I have just started messing around with CUDA and I have a few questions. I’m looking for some feedback to improve my skills.
I’ve modified the simpleGL example from the SDK with the intent of showing something of a speed comparison between CUDA and sequential CPU computation(simpleGLtest.zip). I’ve created a runCPU function analogous to runCuda which calls glMapBufferARB on the VBO and simply iterates through the entire array calculating the sin*cos function. Program flow can be toggled between one and the other by pressing the ‘c’ key. I’ve also created a function to resize and reallocate the VBO, increasing(= key) or decreasing(- key) size by powers of 2. I am writing the frame rate(actually inverse of calculation time) to the screen with glutBitmapCharacter, so performance can be observed(hopefully).
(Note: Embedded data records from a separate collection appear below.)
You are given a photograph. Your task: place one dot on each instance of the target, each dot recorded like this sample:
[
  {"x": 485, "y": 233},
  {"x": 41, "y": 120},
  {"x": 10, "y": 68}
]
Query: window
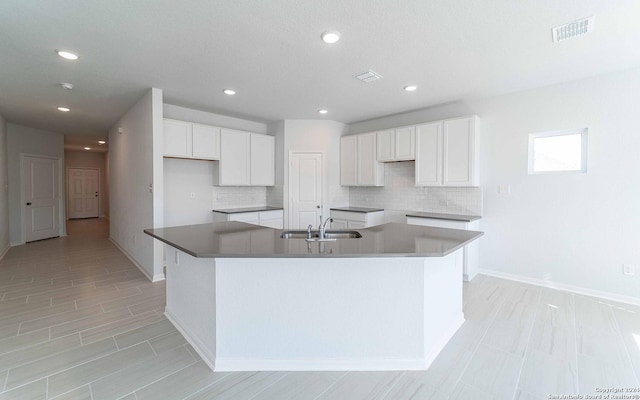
[{"x": 559, "y": 151}]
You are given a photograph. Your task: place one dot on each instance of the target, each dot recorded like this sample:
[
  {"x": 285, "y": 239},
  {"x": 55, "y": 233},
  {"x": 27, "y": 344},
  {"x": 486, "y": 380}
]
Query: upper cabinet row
[
  {"x": 445, "y": 152},
  {"x": 245, "y": 158}
]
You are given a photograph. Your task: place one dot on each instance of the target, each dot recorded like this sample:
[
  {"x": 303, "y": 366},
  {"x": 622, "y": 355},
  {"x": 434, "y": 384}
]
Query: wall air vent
[
  {"x": 368, "y": 76},
  {"x": 573, "y": 29}
]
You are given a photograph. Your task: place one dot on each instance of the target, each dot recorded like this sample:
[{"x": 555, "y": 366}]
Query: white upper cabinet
[
  {"x": 183, "y": 139},
  {"x": 246, "y": 159},
  {"x": 429, "y": 154},
  {"x": 396, "y": 144},
  {"x": 177, "y": 138},
  {"x": 447, "y": 153},
  {"x": 206, "y": 142},
  {"x": 358, "y": 163},
  {"x": 263, "y": 161},
  {"x": 348, "y": 161},
  {"x": 405, "y": 143}
]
Pressing the ‘p’ key toggles drawing in GL_QUADS mode with an indices array that I create in host memory. Would drawing performance be better if I created the indices buffer on the device with cudaMalloc?
I’ve noticed that part of the mesh disappears when drawn in polygon mode at high mesh sizes. Why is only part of the surface drawn at 512x512 and even less at higher resolutions? Am I running out of memory on the device?
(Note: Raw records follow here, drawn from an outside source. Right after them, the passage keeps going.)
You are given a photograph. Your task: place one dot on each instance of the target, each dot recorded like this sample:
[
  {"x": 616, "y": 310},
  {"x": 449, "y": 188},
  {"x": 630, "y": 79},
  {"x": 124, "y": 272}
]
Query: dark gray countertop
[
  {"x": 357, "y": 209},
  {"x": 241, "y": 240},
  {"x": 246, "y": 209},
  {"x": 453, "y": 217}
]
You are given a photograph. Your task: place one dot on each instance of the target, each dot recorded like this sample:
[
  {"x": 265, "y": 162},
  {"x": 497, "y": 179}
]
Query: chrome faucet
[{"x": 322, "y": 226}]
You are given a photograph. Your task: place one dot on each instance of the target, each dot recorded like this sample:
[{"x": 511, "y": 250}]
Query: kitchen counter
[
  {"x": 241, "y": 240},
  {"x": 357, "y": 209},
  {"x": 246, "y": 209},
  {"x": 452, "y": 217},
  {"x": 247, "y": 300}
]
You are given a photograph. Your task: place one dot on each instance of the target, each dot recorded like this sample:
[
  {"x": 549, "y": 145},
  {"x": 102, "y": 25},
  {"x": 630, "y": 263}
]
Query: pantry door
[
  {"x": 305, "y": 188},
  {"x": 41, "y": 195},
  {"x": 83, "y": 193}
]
Cuda calculation appears roughly equivalent to CPU on my system at mesh size 256x256, and significantly faster at higher resolutions, which is to be expected. However, at lower resolutions, CPU calculation appears to be mush faster, while Cuda remains locked at vsync rate(75Hz on my machine). Is Cuda somehow intrinsically tied to vsync?
Any feedback whatsoever is appreciated. This is my first foray into Cuda programming, so please feel free to be brutally honest. Any style or technique pointers would also be eagerly received.
My system specs:
Athlon 64 CPU 3500+ 2.21GHz, 512MB RAM, Quadro FX 570 256 MB RAM
Driver 178.28, SDK_2.02.0811.0240, toolkit 2.0
Windows XP, Visual C++ 2005 Express
simpleGLtest.zip (11.3 KB)